Das Basispaket bietet unter anderem LED-Scheinwerfer, digitale Instrumente, Kunstleder und einen 13-Zoll-Stahlradsatz. Neben Platz für zwei Erwachsene bietet das kleine Elektromobil 230 Liter Gepäckraum für bis zu drei Getränkekisten. "Normale Autos sind für den Alltag im Grunde viel zu groß und zu schwer", sagt Brand-Managerin Ann-Christin Koch, "Der Microlino hingegen ist klein, leicht und effizient und spart damit nicht nur Energie, sondern auch eine andere wichtige Ressource: Platz." Der Ein- und Ausstieg erfolgt wie bei der Ur-Isetta durch die große Fronttür. Damit lädt das Auto zum ideal platzsparenden Querparken ein – wie einst der Smart, der heute ein SUV ist.

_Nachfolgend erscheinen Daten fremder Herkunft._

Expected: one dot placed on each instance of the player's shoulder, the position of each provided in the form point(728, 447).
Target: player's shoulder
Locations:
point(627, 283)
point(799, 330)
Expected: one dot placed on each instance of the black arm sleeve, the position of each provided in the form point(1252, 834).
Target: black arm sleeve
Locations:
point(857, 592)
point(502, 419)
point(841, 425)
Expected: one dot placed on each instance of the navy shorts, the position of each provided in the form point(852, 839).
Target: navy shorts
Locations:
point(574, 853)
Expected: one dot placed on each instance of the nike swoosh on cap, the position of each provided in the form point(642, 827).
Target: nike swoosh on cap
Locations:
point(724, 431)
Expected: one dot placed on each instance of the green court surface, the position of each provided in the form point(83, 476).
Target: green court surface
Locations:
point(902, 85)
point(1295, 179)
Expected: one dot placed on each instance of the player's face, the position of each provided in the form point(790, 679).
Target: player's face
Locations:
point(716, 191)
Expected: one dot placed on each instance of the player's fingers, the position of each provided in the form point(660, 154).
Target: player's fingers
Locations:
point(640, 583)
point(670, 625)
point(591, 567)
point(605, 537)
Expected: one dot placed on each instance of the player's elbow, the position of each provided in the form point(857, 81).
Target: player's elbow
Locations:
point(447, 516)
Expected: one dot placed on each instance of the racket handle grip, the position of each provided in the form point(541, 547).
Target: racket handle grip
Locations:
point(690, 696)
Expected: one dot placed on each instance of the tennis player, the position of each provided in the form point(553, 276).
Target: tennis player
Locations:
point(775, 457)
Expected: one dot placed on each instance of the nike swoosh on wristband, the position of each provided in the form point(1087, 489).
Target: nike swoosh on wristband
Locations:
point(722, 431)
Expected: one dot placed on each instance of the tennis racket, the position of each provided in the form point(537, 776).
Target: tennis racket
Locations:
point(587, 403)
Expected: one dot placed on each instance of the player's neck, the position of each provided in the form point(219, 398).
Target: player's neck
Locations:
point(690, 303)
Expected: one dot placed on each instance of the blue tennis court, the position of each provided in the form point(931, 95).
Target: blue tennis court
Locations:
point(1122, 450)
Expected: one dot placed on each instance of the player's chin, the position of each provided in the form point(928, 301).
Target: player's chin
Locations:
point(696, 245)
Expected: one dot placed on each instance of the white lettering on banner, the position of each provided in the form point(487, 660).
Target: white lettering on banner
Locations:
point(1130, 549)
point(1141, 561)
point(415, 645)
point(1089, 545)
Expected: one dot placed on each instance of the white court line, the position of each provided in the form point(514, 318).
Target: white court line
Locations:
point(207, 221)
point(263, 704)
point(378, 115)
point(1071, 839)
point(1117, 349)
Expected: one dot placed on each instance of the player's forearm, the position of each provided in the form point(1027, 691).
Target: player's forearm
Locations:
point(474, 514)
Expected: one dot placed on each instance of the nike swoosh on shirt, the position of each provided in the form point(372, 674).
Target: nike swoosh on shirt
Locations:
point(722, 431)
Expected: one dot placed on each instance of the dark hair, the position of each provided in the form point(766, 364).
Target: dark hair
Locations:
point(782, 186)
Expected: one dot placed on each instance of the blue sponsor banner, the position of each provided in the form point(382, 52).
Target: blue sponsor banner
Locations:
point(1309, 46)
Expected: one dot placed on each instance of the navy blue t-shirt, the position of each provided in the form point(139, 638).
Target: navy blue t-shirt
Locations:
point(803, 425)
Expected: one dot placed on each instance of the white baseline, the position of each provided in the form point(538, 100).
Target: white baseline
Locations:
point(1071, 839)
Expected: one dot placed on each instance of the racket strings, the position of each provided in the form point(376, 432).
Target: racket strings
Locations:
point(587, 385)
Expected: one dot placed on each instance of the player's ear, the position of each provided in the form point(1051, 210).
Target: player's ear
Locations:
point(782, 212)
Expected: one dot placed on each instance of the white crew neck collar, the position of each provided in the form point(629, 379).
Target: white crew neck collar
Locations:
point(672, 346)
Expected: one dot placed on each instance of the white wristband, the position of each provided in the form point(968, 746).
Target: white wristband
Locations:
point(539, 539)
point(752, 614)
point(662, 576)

Neben dem mittleren Akku der Pioneer-Version mit seinen 10,5 kWh und 177 km Reichweite und der bereits erwähnten kleinen Batterievariante mit sechs kWh für 95 km wird noch eine mit 14 kWh und 230 Kilometern angeboten. Die Lithium-Akkus verwenden NMC- oder NCA-Zellchemie (Lithium-Nickel-Mangan-Cobalt-Oxid oder Lithium-Nickel-Cobalt-Aluminium-Oxid). An einer 230-Volt-Steckdose soll der Microlino bestenfalls in drei Stunden mit dem 10,5-kWh-Akku und vier mit den beiden anderen Batterieversionen voll geladen sein. Die Version mit kleiner Batterie kann mit maximal 1,35 kW geladen werden, die großen mit 2,6 kW. Letzteres ist etwas mehr, als man einer normalen 230-Volt-Steckdose dauerhaft (!) zumuten sollte.

Das zusammen mit dem italienischen Auftragsfertiger Cecomp in Turin produzierte Kleinstmobil wiegt 496 Kilogramm (respektive 513 und 530, mit den beiden größeren Akkus). Statt des bei Leichtkraftwagen üblichen Gitterrohrrahmens ist der Microlino mit einer selbsttragenden Karosserie aus eine Stahl-Aluminium-Mischung unterwegs. Der Vertrieb erfolgt über den Mobilitätsdienstleister Astara, der in Deutschland bereits Fahrzeuge der Marken SsangYong, Maxus und Isuzu vertreibt, nachdem das Modell online bestellt werden kann. Die Auslieferungen sollen im zweiten Quartal 2023 starten.